Par tome : CHF 9.- / env. € 7,60  |  + frais de port

exemplaire dédicacé

 


« une romance historique plutôt originale, une plume efficace, des personnages attachants, une histoire d'amour passion, une histoire d'amour raison... A découvrir ! »
Les Lectures de Titou

« "Au-delà de la raison" est le premier opus d'un diptyque intitulé "Le Coeur de Lucy" . C'est aussi un un roman solide, surprenant parfois, mais généralement fondé sur des valeurs sûres. Il est rédigé dans une langue sans aspérités de style, qui déploie un rythme tantôt lent comme un fleuve, tantôt emporté, mais toujours empreint d'une certaine pesanteur, celle des grandes symphonies romantiques. »
Daniel Fattore

« Une saga qui met en bouche avec brio. Des héros mis en valeur et aux antipodes de ce que l’on peut trouver d’habitude dans ce genre de romance et une écriture fluide font de ce premier opus une réussite. »
Florence Romance

 


Extrait

 

— Oh ! Quel ange nous avons là ! s’extasia Mrs McKenneth en me prenant des bras une Maddie tout ensommeillée lorsque nous arrivâmes au castel. La petite suça son pouce avec appréhension en scrutant la matrone du regard, comme seuls le font les enfants. Elle posa un index indécis sur le front de la nouvelle venue puis décida qu’elle acceptait Mrs McKenneth et suça son pouce avec plus d’entrain. J’étais soulagée qu’il en fût ainsi, car Maddie était, par la force des choses, craintive et timorée. J’allais être très occupée et le fait qu’une tierce personne puisse prendre soin de la petite me laisserait plus de latitude.. Emily nous rejoignit peu après et donna des instructions pour mes malles. Malgré moi, je faisais montre d’une attitude glaciale envers elle, ce dont elle ne sembla guère se préoccuper.

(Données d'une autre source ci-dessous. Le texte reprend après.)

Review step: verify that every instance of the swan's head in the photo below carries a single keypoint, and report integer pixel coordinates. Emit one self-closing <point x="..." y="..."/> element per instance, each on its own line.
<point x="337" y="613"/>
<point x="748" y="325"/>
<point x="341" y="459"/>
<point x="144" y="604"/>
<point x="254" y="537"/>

— Le comte se trouve dans le salon vert, vous savez comment vous y rendre ? me demanda-t-elle.

— Il s’agit de la pièce attenante à la bibliothèque, n’est-ce pas ? Je saurai m’y rendre, merci.

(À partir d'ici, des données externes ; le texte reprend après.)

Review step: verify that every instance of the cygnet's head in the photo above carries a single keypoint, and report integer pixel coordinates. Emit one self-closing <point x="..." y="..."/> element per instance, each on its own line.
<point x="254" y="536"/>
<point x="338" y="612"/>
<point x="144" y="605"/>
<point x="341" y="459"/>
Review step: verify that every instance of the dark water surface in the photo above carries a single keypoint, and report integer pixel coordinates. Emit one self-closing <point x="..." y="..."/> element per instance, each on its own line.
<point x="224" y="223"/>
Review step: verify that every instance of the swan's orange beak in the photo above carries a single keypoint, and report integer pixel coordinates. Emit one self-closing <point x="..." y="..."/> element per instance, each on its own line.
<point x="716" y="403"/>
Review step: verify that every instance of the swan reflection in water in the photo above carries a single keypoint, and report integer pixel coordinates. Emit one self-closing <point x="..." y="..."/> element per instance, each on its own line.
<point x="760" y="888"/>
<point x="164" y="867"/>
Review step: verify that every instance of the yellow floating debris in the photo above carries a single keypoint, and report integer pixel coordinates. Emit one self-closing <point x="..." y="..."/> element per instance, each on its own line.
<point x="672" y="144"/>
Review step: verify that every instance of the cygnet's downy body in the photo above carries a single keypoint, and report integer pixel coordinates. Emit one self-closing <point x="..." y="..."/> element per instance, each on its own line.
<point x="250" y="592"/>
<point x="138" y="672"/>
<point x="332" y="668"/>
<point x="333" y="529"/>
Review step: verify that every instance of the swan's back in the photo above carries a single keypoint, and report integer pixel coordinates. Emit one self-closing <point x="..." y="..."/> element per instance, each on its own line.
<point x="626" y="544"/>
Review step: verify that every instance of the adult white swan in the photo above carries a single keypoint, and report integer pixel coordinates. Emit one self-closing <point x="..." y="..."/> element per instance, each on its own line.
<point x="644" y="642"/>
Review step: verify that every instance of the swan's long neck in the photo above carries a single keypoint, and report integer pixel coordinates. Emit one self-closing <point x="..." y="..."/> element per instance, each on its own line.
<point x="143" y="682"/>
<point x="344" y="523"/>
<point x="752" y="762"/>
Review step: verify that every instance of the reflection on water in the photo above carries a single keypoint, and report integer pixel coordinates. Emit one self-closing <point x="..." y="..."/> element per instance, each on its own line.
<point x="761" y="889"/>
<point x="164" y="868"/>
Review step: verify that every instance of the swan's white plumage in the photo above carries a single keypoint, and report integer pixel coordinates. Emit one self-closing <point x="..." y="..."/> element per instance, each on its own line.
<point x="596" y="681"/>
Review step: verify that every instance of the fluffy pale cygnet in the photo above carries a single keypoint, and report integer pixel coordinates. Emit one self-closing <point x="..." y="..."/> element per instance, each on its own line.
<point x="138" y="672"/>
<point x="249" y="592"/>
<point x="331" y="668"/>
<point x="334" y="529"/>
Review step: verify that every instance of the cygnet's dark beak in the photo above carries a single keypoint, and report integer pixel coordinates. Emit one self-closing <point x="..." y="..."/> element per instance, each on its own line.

Je me dirigeai vers le salon où se trouvait le gentleman. J’étais persuadée que lord Maitland se portait bien, sans quoi il n’aurait pas quitté le lit. Cela me tourmentait pourtant à tel point que j’en oubliais mon appréhension à l’idée de revoir lord de Nerval. Je fus stupéfaite de les trouver tous deux en entrant dans le salon. L’espace d’une seconde, je cessai de respirer. Les deux visages se tournèrent vers moi et, si celui de lord Maitland s’illumina, celui de lord de Nerval resta fermé. Ce dernier portait un complet noir et était époustouflant ainsi vêtu. Ses larges épaules étaient mises en valeur et ses tatouages dissimulés sous la coupe impeccable de sa veste laissaient place à l’inquiétante intransigeance qu’il dégageait naturellement, le regard perçant et hypnotique.

— Quel bonheur que de vous revoir, mademoiselle Hadley ! s’exclama lord Maitland.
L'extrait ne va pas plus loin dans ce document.